—Hola, buenas, ¿querías algo?
—Hola, solo estaba mirando…
—Si tienes alguna idea de lo que querías…
—A ver… ¿estas qué son?
—Lirios, lirios morados.
—Mmmm, ¿y cuánto valen?
—Estas, a uno cincuenta la unidad.
—Vale, pues me voy a llevar dos.
—Perfecto, ahora mismo te los pongo.
—¡Vale!
Y entonces nos cogieron. El chico ese tenía cierto aire desaliñado y había estado mirándonos a mí y a las demás durante unos minutos, indeciso, sabiendo que haría algo que le haría sonreír, pero con un punto de preocupación en esa sonrisa.
—¿Quieres que las corte?
—Sí, un poquito por favor, a ver si así puedo meterlas en la mochila…
—¿Por aquí?
—¿Un poquito más se puede?
—¿Así?
—Sí, por ahí perfecto.
—Vale.
Habíamos sido más altas en otros tiempo. Entonces con todo el cuidado del mundo nos vistieron con un bonito estampado con motivos florales morados, azules y verdes, la verdad, nos quedaba muy bien ese vestido, casi se nos olvida que nos acababan de amputar un poquito de nosotras. Para que no se nos cayera ese nuevo vestido, nos puso, a la altura de la cintura un cordel, anudado con un bonito lazo. El chico mientras observaba cómo nos vestían, miraba en la pantalla de su móvil y sonreía como alguien que acababa de hacer una trastada sorpresa.
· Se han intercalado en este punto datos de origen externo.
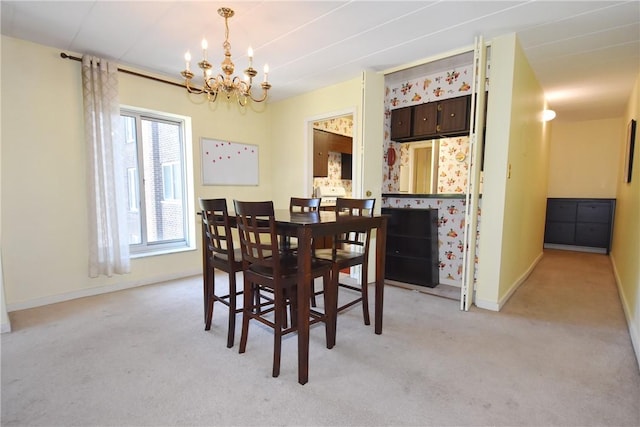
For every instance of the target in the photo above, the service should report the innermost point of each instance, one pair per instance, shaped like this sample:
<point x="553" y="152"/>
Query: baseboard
<point x="634" y="333"/>
<point x="497" y="306"/>
<point x="589" y="249"/>
<point x="67" y="296"/>
<point x="445" y="281"/>
<point x="6" y="327"/>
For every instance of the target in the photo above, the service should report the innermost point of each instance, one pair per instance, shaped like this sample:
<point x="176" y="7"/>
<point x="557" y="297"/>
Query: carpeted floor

—Pues aquí las tienes, son tres euros.
—Tome. Muchas gracias.
—A ti.
—Vale, hasta luego.
—Hasta luego.
Y empezamos a recorrer aquella transitada ciudad. Nuestro miedo por quedar encerradas en la anteriormente mencionada mochila se fue yendo cuando vimos que el chico nos llevaba en la mano. Ruidos del tráfico, gente de un lado para otro, obras, campanas, relojes… qué distinto era aquello de nuestro jardín botánico… tan gris y llena de humo, frente a nuestros colores limpios… Fuimos y entramos a una estación, íbamos a ir en tren. El chico corrió un poco porque creía que no llegaba. Consiguió un sitio para sentarse y nos miró pensativo. Sonriendo y con toda la delicadeza del mundo acabó por meternos en la mochila. Estábamos bastante bien, aunque la luz se echaba bastante en falta y cada vez más, poco a poco el agua. El roce de las vías, los nombres de las paradas…
—Es abanico.
—¿Qué? ¿Perdón?
—Abanico, la palabra que tienes que poner, es abanico.
—Ah, vale, gracias.
Alguien le había hablado y parecía despistado, como que no se esperaba que le hablaran. No volvió a hablar más en todo el camino, llegamos y notamos cómo nos cargaba a la espalda. Afortunadamente su paso era rápido pero estable. De repente empezó a hablar…
—¡Hola, guapa!
—…
—Sí, ja estic así.
—…
—¿Voy allí? Sé ir, no hace falta que vengas aposta…
—…
—Vale, sí, pues voy hasta la Iglesia.
—…
—¡Jajaja!
—…
—Vale, te veig ara guapa. ¡Te vull!
Igual que empezó a hablar se calló y siguió caminando. Pero pronto paró.
—Hola, guapaaa.
—Hola, jope, no te encontraba, ¿por qué parte has rodeado la Iglesia?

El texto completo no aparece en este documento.